On the Parameterized Complexity of Red-Blue Points Separation

TL;DR

This paper investigates the computational complexity of separating red and blue points with lines, showing that the general problem is unlikely to be fixed-parameter tractable, but axis-parallel variants are solvable efficiently under certain conditions.

Contribution

It proves the parameterized hardness of the general separation problem and provides fixed-parameter algorithms for the axis-parallel case.

Findings

General problem unlikely to be solved faster than $n^{O(k)}$ time under ETH.

Axis-parallel line separation is fixed-parameter tractable in the size of the blue set.

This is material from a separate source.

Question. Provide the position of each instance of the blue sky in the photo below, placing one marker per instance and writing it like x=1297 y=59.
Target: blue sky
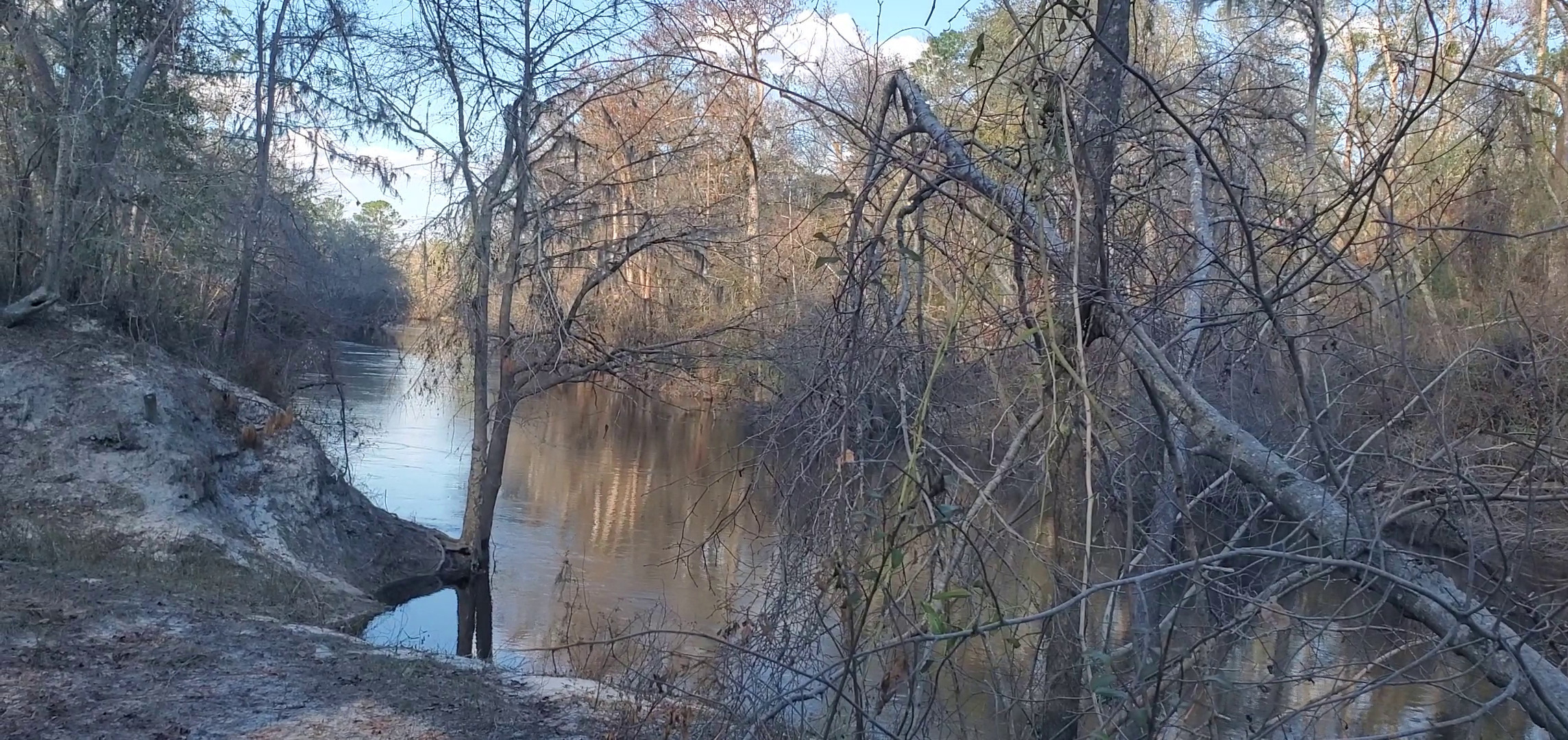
x=899 y=25
x=899 y=18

Algorithm for axis-parallel separation runs in $O^*(9^{|B|})$ time.

Abstract

We study the following geometric separation problem: Given a set $R$ of red points and a set $B$ of blue points in the plane, find a minimum-size set of lines that separate $R$ from $B$. We show that, in its full generality, parameterized by the number of lines $k$ in the solution, the problem is unlikely to be solvable significantly faster than the brute-force $n^{O(k)}$-time algorithm, where $n$ is the total number of points. Indeed, we show that an algorithm running in time $f(k)n^{o(k/ \log k)}$, for any computable function $f$, would disprove ETH. Our reduction crucially relies on selecting lines from a set with a large number of different slopes (i.e., this number is not a function of $k$). Conjecturing that the problem variant where the lines are required to be axis-parallel is FPT in the number of lines, we show the following preliminary result. Separating $R$ from $B$ with a minimum-size set of axis-parallel lines is FPT in the size of either set, and can be solved in time $O^*(9^{|B|})$ (assuming that $B$ is the smallest set).